Première Guerre Mondiale

La face sombre du Tir national

À l’emplacement de l’actuel bâtiment de la RTBF-VRT (boulevard Reyers), se dressait, jusqu’en 1963, un bâtiment militaire, le Tir national. Ce dernier servait aux entraînements de tirs pour les soldats mais aussi pour les particuliers. Cependant, pendant les deux guerres mondiales, il eut une plus sinistre fonction.

Histoire du bâtiment

Un premier bâtiment est construit place Dailly en 1859, à l’emplacement de l’actuelle Caserne prince Baudouin. Pour des raisons techniques et de sécurité, le Tir national est reconstruit sur une plaine alors plus isolée de l’agglomération. L’inauguration du nouveau bâtiment a lieu le 15 juillet 1889.

[Le premier Tir national (actuelle place Dailly), page du journal L’Illustration européenne, 28 septembre 1872, Fonds Van den Haute, Archives communales de Schaerbeek]
[Le Tir national (actuel boulevard Reyers), cartes postales, Fonds Van den Haute, Archives communales de Schaerbeek]

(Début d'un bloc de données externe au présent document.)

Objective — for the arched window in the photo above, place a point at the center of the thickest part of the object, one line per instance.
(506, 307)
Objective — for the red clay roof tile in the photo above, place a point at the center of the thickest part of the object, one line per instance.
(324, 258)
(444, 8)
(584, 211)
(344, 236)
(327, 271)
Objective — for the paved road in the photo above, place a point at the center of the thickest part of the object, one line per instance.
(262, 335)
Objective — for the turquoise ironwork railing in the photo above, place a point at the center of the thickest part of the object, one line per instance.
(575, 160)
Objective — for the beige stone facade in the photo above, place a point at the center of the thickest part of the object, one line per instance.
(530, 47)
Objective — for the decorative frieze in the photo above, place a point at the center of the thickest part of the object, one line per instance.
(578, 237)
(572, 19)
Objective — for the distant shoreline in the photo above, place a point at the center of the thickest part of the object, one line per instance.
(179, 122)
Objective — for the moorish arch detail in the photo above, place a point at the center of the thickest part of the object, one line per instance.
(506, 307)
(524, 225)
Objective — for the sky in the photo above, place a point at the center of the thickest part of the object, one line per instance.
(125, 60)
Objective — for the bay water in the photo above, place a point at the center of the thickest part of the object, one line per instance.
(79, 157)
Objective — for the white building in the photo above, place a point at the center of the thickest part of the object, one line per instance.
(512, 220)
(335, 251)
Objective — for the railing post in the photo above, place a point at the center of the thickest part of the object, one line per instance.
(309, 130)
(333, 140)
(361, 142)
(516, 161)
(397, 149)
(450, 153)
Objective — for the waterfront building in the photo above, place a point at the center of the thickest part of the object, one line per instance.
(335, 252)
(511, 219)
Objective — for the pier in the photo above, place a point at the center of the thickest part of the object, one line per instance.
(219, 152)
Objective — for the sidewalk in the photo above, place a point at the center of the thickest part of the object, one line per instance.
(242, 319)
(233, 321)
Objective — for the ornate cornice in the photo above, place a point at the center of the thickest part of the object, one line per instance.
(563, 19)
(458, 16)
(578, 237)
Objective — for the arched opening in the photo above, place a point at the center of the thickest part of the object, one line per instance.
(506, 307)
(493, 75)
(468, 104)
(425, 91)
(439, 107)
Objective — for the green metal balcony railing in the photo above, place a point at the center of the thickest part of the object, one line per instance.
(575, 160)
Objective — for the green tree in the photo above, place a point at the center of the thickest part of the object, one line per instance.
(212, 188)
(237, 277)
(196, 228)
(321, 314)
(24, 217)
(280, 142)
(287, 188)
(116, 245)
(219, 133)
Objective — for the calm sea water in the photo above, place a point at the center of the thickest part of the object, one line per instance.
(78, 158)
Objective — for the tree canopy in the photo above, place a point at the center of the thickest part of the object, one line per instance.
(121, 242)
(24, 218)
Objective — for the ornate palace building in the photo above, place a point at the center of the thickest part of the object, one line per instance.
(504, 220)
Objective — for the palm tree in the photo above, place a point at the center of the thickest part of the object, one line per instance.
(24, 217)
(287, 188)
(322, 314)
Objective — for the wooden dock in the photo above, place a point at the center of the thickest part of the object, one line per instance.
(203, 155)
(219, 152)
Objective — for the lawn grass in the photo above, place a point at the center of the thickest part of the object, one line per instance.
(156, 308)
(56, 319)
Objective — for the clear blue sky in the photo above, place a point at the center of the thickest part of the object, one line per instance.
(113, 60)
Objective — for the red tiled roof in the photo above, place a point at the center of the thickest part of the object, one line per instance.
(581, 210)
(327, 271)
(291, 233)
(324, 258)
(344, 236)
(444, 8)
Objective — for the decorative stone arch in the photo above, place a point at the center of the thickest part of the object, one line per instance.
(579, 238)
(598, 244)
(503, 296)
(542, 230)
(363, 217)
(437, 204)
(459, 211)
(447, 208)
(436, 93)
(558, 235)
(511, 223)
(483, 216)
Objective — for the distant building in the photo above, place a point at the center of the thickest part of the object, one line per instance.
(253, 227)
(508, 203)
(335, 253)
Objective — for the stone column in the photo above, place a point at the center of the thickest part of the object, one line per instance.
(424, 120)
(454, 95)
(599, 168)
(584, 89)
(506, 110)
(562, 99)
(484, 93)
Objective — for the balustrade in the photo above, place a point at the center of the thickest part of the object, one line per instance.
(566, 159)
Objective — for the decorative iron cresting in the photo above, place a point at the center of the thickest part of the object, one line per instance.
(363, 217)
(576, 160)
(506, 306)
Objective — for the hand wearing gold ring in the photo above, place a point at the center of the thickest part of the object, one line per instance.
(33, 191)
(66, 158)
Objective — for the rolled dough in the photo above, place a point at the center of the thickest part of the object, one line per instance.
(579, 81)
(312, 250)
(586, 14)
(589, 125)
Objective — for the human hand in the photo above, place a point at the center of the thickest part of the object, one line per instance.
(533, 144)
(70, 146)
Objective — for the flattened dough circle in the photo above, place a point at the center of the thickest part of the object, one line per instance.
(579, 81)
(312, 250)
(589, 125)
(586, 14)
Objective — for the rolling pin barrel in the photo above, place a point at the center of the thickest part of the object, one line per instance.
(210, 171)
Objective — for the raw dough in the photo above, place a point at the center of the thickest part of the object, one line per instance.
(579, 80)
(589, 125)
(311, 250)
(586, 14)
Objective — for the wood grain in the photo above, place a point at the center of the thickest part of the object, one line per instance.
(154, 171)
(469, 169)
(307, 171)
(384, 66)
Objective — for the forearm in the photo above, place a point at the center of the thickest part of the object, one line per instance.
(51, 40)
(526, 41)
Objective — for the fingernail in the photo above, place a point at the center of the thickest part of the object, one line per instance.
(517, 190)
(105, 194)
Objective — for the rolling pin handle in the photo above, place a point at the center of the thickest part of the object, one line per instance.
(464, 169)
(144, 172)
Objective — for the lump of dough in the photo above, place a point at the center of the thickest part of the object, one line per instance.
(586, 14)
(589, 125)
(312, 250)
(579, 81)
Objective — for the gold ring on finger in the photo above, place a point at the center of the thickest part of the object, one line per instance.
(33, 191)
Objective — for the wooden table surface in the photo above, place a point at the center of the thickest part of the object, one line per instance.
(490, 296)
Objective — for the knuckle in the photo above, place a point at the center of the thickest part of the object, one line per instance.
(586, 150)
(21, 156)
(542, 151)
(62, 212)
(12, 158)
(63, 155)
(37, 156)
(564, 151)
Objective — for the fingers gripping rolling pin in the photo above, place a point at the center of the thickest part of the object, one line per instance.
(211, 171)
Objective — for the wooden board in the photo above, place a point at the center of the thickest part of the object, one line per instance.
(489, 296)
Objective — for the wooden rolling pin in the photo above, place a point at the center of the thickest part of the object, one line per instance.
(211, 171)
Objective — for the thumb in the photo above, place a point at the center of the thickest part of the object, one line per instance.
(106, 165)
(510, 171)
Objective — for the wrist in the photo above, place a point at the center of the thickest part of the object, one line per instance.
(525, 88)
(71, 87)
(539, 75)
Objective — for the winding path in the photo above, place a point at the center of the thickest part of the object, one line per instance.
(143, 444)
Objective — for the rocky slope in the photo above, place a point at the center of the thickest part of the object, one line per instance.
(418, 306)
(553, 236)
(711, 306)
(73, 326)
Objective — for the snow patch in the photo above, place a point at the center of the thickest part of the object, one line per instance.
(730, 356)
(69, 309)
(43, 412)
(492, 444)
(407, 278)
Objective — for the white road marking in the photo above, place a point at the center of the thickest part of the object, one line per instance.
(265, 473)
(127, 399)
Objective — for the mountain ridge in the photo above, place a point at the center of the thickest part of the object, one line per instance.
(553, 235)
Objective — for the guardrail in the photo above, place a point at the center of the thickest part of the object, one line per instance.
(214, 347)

[Vue intérieure du Tir national, carte postale, vers 1900, Fonds Van den Haute, Archives communales de Schaerbeek]

Pendant la Première Guerre mondiale, le bâtiment est réquisitionné par l’occupant allemand. Il décide d’en faire le lieu d’exécution de résistant.e.s. Quarante-trois personnes sont fusillées dont deux soldats allemands (dont l’un deux, Rammler, a refusé, dit-on, d’exécuter Miss Edith Cavell).

[Lieux d’exécution au Tir national, carte postale, vers 1919, Fonds iconographique, Archives communales de Schaerbeek]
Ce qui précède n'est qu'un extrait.